Der Politiker, der diese Änderungen durchboxte, ist Viktor Orban, ungarischer Ministerpräsident und Chef der mit Zwei-Drittel-Mehrheit regierenden Fidesz-Partei. Der Präsident der Generalversammlung des Komitats Györ-Moson-Sopron, Dr. Szakács Imre und Vizepräsident Kara Ákos sitzen ebenfalls für Fidesz im ungarischen Parlament. Die weiteren Abgeordneten aus dem Komitat sind Borkai Zsolt, Dr. Nagy István, Csorna Gyopáros Alpár, Ivanics Ferenc und Firtl Mátyás Sándor. Alle gehören der Regierungspartei Fidesz an. Alle stimmten für all diese Verfassungsänderungen. Von Abweichlern ist nichts bekannt.

Was das mit dem Enzkreis zu tun hat? Das Komitat ist Györ-Moson-Sopron ist Partnerlandkreis des Enzkreises. 15 der 21 Mitglieder der Generalversammlung - unseren Kreistag vergleichbar - gehören Fidesz an, wie ich einer Antwort des Enzkreises auf meine Anfrage entnehme. Wie gehen wir damit um, dass wesentliche Repräsentanten des Komitats für eine Politik votierten, die Warnsignale bei der EU ausgelöst hat? Im Mai will eine Vertretung des Enzkreises und der Stadt Pforzheim in das Komitat zum Partnertschaftsbesuch reisen. Muss das sein? Sollten wir nicht lieber ein Signal setzen zum Beispiel für die Pressefreiheit?

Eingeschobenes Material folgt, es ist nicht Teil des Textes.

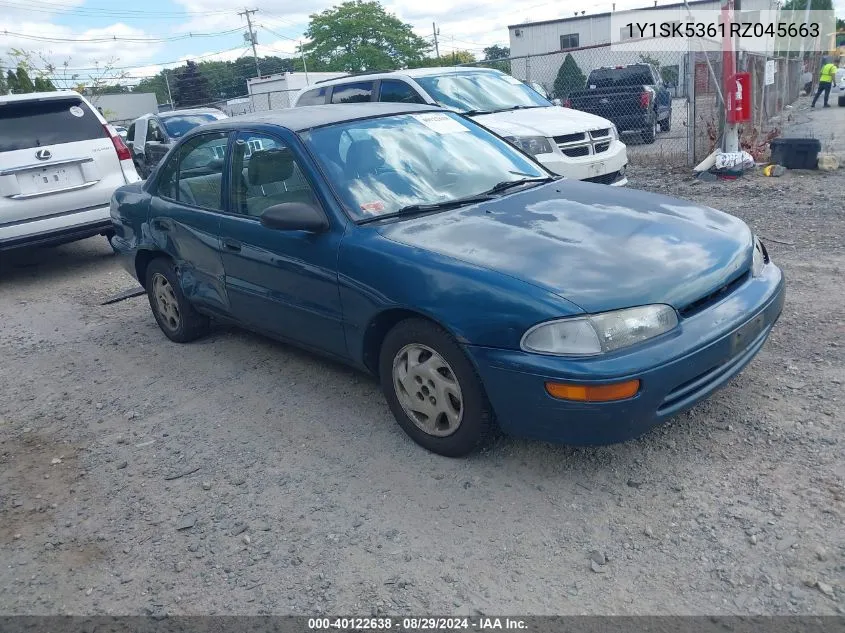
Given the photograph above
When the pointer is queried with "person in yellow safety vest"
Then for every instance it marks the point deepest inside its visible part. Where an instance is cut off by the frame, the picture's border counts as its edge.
(826, 79)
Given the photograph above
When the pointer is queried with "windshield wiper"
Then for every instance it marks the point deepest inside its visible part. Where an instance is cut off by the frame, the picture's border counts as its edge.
(414, 209)
(508, 184)
(520, 107)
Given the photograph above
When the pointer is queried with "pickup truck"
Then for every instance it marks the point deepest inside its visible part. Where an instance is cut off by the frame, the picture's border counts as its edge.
(633, 97)
(151, 136)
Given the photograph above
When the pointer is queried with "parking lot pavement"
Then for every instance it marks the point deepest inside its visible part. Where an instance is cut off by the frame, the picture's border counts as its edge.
(239, 475)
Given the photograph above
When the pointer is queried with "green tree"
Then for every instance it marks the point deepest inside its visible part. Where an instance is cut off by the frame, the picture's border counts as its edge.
(193, 87)
(12, 81)
(497, 57)
(357, 35)
(25, 84)
(569, 78)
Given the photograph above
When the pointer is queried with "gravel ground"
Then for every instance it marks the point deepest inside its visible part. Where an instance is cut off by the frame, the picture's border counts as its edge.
(239, 475)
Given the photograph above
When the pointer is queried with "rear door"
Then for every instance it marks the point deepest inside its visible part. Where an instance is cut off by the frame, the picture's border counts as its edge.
(56, 156)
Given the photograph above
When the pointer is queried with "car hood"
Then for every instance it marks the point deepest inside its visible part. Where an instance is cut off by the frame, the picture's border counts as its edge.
(548, 122)
(599, 247)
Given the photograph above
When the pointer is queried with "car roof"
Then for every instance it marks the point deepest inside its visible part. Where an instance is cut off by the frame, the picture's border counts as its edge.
(408, 72)
(307, 117)
(40, 96)
(187, 111)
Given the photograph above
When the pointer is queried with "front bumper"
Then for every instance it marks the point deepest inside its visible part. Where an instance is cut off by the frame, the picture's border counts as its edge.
(591, 166)
(676, 371)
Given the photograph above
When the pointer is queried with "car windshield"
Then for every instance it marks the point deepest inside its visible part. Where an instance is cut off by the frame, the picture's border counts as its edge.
(178, 126)
(381, 166)
(628, 76)
(480, 91)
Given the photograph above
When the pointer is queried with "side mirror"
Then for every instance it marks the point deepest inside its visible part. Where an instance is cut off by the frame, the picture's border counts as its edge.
(294, 216)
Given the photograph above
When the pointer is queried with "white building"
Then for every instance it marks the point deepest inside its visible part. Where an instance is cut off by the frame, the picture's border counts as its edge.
(279, 91)
(588, 37)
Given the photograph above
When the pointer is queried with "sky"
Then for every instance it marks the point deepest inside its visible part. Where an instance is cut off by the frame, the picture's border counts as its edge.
(81, 32)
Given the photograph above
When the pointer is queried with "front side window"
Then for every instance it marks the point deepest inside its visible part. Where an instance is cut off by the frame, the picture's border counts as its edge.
(353, 93)
(265, 173)
(480, 91)
(396, 91)
(382, 165)
(200, 178)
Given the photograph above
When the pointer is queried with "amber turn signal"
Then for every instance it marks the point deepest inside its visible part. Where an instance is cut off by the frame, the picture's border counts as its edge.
(593, 393)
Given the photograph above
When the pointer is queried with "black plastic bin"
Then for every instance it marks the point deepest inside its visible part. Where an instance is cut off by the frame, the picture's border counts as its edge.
(796, 153)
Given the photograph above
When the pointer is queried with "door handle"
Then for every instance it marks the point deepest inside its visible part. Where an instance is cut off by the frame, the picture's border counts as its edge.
(232, 245)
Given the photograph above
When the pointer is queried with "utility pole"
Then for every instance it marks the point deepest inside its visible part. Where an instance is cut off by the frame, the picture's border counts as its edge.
(731, 141)
(252, 40)
(169, 94)
(304, 67)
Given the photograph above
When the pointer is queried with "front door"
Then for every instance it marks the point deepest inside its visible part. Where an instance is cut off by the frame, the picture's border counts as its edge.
(280, 282)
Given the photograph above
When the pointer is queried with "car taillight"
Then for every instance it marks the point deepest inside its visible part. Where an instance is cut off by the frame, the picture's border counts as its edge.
(119, 146)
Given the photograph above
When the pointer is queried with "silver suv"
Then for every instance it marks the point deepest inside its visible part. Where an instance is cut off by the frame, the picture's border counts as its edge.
(60, 162)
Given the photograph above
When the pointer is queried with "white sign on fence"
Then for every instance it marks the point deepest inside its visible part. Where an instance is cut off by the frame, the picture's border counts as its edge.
(770, 72)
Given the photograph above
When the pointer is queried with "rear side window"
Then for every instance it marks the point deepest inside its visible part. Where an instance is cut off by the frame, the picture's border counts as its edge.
(313, 97)
(28, 124)
(353, 93)
(394, 91)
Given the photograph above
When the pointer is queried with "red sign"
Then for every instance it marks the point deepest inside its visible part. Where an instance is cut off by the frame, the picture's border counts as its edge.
(739, 98)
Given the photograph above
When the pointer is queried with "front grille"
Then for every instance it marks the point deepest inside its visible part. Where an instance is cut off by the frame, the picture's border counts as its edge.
(606, 179)
(569, 138)
(711, 298)
(575, 152)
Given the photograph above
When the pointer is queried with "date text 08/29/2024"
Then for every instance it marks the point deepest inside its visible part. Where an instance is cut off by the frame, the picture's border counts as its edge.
(421, 623)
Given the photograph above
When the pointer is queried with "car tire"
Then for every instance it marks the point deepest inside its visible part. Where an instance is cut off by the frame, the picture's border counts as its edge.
(649, 134)
(176, 317)
(457, 418)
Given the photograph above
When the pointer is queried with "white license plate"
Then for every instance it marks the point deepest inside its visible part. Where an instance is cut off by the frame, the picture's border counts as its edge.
(597, 169)
(50, 179)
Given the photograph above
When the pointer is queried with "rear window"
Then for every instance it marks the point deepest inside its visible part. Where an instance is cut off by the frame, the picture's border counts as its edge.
(28, 124)
(178, 126)
(628, 76)
(353, 93)
(313, 97)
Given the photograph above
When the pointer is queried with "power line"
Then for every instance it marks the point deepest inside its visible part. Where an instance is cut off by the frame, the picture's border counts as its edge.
(44, 7)
(115, 38)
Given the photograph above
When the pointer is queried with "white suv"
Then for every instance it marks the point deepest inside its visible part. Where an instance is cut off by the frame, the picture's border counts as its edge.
(60, 162)
(573, 144)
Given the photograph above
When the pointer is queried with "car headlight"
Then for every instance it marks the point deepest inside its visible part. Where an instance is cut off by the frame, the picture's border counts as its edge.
(760, 259)
(531, 144)
(600, 333)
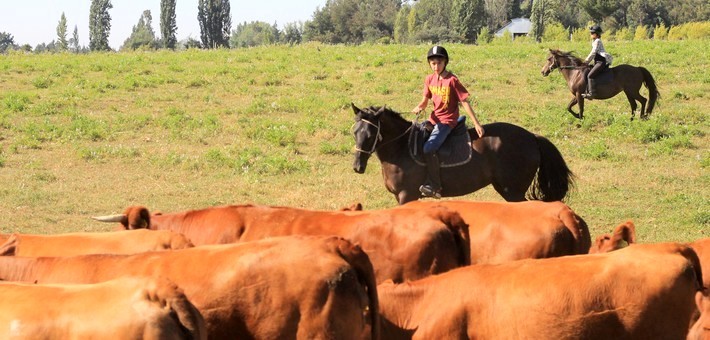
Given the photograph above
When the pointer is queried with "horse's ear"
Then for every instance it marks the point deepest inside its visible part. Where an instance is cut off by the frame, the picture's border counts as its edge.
(355, 108)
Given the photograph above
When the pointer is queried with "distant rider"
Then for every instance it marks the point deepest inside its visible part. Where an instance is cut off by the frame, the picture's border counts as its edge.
(602, 60)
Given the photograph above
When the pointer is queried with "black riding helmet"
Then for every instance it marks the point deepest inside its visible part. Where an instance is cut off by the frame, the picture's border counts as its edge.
(595, 29)
(438, 52)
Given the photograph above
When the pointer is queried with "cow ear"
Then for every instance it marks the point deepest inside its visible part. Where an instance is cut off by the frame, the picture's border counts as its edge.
(699, 300)
(137, 218)
(626, 231)
(356, 110)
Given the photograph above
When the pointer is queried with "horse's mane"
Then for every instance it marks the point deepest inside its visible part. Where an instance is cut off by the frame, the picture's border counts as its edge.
(387, 111)
(576, 61)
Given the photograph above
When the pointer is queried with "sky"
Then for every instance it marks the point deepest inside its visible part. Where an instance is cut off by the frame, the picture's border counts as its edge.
(35, 21)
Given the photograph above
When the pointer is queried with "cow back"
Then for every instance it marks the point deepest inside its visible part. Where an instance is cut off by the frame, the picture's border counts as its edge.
(622, 294)
(71, 244)
(274, 288)
(505, 231)
(402, 245)
(124, 308)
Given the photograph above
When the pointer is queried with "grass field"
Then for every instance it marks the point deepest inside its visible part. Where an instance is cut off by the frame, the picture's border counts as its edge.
(82, 135)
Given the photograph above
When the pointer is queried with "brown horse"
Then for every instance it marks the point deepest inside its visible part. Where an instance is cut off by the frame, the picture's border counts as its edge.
(508, 156)
(627, 78)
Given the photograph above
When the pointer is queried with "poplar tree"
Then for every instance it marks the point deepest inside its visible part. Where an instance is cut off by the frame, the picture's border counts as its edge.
(99, 25)
(62, 42)
(75, 40)
(168, 23)
(215, 22)
(467, 18)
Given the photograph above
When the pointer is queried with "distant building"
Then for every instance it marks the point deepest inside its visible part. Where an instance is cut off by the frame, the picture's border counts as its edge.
(517, 27)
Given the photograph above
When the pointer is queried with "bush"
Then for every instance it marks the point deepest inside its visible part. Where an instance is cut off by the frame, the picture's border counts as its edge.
(555, 32)
(641, 33)
(678, 33)
(698, 30)
(580, 34)
(660, 32)
(624, 34)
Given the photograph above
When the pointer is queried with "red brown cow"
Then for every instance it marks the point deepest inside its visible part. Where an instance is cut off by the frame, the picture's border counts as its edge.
(702, 247)
(278, 288)
(701, 328)
(639, 292)
(127, 308)
(624, 234)
(402, 245)
(506, 231)
(118, 242)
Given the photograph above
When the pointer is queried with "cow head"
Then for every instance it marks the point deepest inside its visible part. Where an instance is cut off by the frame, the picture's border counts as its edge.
(625, 232)
(135, 217)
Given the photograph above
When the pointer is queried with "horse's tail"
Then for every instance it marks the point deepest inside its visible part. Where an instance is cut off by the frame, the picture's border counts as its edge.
(554, 178)
(653, 93)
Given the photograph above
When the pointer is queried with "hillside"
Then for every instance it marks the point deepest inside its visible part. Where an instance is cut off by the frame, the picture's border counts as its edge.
(84, 135)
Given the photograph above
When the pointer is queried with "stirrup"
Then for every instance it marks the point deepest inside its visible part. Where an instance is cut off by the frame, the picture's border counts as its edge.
(428, 191)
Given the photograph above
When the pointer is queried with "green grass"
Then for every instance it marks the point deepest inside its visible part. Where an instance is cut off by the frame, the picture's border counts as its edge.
(82, 135)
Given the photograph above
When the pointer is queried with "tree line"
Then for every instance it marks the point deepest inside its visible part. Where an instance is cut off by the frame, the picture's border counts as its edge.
(377, 21)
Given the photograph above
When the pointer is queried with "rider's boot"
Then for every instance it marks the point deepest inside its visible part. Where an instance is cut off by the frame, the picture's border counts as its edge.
(433, 187)
(591, 90)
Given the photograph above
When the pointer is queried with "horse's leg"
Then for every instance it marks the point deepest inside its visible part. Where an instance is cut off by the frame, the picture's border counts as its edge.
(642, 100)
(510, 194)
(573, 103)
(406, 196)
(632, 101)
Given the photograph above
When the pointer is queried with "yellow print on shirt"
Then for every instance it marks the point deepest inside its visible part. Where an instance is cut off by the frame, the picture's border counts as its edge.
(442, 92)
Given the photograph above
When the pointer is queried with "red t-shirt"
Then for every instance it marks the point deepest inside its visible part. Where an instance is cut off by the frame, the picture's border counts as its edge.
(446, 94)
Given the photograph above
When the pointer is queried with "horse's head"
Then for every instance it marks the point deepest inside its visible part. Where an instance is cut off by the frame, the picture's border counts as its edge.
(367, 134)
(551, 63)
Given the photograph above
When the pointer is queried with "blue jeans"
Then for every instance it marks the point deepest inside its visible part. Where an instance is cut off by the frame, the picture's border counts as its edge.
(437, 138)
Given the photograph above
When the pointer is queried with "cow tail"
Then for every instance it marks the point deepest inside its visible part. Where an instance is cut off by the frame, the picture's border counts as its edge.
(458, 227)
(9, 248)
(554, 178)
(690, 254)
(358, 260)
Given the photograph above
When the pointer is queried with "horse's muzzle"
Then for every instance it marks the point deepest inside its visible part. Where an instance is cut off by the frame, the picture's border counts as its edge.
(360, 163)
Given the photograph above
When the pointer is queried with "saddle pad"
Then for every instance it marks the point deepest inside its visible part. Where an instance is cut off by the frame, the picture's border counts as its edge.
(607, 76)
(455, 151)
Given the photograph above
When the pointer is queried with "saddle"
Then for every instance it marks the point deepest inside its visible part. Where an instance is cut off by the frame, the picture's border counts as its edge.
(604, 77)
(455, 151)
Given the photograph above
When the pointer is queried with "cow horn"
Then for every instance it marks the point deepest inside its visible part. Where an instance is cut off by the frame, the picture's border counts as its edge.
(110, 218)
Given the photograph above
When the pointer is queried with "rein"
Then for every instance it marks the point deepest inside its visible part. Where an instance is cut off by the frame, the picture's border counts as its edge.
(555, 65)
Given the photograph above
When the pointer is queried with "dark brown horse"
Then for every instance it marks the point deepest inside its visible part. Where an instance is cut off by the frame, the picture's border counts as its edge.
(627, 78)
(508, 156)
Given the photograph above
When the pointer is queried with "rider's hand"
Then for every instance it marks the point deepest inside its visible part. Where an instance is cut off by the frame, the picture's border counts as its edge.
(479, 130)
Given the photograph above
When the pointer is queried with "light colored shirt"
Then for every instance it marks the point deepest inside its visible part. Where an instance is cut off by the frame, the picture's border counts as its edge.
(598, 48)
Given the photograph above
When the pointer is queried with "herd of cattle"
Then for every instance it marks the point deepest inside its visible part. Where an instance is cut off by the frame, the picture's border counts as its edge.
(424, 270)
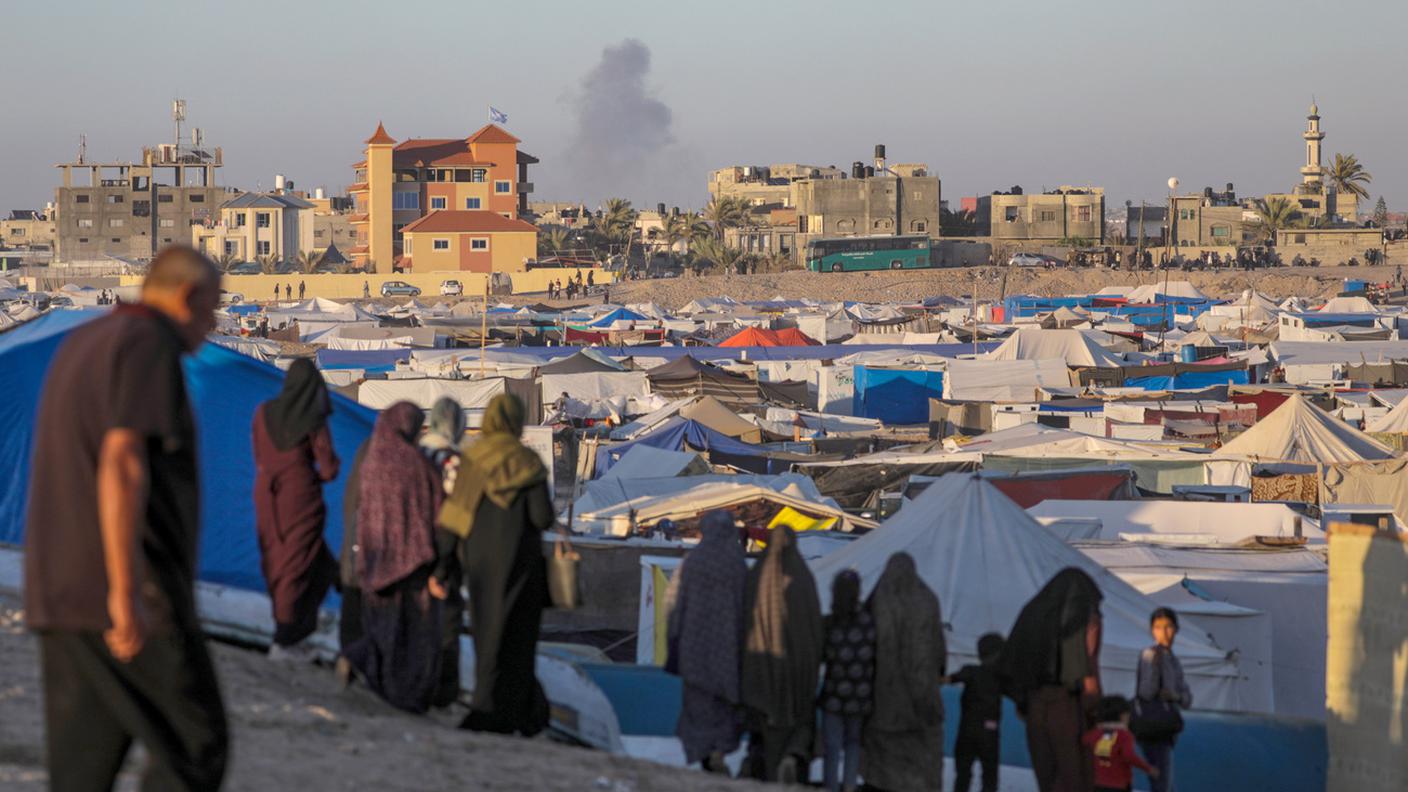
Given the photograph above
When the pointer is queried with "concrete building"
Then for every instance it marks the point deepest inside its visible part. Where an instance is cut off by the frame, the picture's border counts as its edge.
(131, 209)
(469, 241)
(401, 182)
(1065, 213)
(258, 224)
(766, 183)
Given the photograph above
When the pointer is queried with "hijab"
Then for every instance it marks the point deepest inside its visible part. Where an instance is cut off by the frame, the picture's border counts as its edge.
(497, 467)
(300, 409)
(706, 626)
(1048, 640)
(399, 496)
(783, 640)
(910, 648)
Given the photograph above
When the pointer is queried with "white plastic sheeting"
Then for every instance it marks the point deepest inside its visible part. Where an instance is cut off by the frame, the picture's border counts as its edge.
(984, 557)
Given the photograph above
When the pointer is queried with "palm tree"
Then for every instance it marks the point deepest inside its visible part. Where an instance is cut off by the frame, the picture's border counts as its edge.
(1274, 214)
(309, 261)
(1346, 175)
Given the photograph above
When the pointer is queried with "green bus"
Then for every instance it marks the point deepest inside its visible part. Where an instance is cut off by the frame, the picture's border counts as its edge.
(853, 254)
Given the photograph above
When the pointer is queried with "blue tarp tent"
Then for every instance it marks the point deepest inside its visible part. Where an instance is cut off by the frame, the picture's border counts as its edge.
(896, 396)
(224, 391)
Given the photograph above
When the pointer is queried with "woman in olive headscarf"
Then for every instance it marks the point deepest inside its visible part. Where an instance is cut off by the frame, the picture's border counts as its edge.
(497, 513)
(293, 458)
(1051, 668)
(782, 657)
(903, 740)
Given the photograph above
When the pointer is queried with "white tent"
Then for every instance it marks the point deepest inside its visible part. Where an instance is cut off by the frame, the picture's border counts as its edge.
(1393, 422)
(1070, 345)
(1300, 431)
(984, 557)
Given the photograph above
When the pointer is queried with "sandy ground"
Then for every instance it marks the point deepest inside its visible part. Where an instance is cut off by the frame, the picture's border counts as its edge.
(915, 285)
(294, 730)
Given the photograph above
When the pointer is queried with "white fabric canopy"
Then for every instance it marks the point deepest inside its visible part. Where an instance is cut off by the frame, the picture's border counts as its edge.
(984, 557)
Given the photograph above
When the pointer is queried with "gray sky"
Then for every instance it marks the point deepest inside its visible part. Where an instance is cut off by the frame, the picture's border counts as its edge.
(644, 99)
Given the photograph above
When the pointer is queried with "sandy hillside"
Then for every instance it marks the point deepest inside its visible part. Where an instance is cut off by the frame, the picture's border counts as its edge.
(294, 730)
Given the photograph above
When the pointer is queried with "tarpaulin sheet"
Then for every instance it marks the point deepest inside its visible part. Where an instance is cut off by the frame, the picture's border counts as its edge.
(224, 391)
(896, 396)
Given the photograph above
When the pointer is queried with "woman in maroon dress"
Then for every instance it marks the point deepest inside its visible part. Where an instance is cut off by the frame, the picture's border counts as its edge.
(293, 458)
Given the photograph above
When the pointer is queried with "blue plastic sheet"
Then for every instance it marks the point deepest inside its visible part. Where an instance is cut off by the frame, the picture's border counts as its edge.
(224, 389)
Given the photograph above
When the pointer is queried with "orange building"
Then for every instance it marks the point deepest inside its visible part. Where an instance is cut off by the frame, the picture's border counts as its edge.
(400, 183)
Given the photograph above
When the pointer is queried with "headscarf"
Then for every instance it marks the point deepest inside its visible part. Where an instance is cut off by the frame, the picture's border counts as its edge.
(400, 493)
(300, 409)
(783, 644)
(496, 467)
(447, 426)
(910, 648)
(1048, 640)
(707, 620)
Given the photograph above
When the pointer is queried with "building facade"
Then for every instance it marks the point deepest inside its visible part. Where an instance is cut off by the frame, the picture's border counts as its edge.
(128, 210)
(399, 183)
(255, 226)
(469, 241)
(1065, 213)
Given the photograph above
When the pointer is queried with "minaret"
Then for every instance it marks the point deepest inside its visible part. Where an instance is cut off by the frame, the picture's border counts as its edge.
(1311, 174)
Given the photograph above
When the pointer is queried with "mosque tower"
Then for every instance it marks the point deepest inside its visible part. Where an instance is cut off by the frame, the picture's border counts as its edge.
(1312, 174)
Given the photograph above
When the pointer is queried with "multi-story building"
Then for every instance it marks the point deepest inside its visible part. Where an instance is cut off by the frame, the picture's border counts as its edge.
(254, 226)
(399, 183)
(131, 209)
(1065, 213)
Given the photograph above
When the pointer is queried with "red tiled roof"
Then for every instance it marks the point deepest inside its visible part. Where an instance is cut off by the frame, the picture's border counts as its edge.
(466, 221)
(379, 137)
(489, 133)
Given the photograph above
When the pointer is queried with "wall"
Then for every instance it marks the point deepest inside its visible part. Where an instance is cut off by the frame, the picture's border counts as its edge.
(259, 288)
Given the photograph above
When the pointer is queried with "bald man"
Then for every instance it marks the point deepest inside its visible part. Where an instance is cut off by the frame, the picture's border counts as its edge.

Ich finde, der Besuch gehört so lange auf Eis gelegt, bis das Überprüfungsverfahren durch Brüssel abgeschlossen ist und Ungarn die Ergebnisse der Überprüfung durch die EU umgesetzt hat. Ich vermisse klare Aussagen sowohl unseres Landrats als auch des OB von Pforzheim. Ein Beispiel, wie man reagieren kann, gab jetzt Georg Brenner, Bürgermeister von Gerlingen: Er lehnte die Annahme eines Ordens durch die Orban-Regierung ab. Brenner verweist auf die Strafmaßnahmen, die die EU in Erwägung gezogen hat, nicht nur weil Haushalts- und Währungsrichtlinien missachtet, sondern weil auch die Unabhängigkeit der Justiz und die Pressefreiheit angegriffen wurden. Hinzu komme, „dass innenpolitisch unter anderem durch die neue Verfassung ein nationalstaatlicher Schwerpunkt gesetzt“ worden sei. Nationalismus habe aber „ in unserem heutigen Europa keinen Platz mehr, sichern wir doch unseren Frieden und unsere wirtschaftliche Stärke durch Anerkennung, Toleranz, gegenseitige Wertschätzung und gemeinsame Werte“.
Da kann man doch bei uns wenigstens den Verzicht auf einen Ausflug nach Ungarn als Signal wählen. Versehen mit einer freundlichen, aber doch klaren Botschaft an die Komitats-Vertreter im Budapester Parlament. 

Sprachregeln für Medien: Wes Geistes Kind ist Aygül Özkan (CDU)?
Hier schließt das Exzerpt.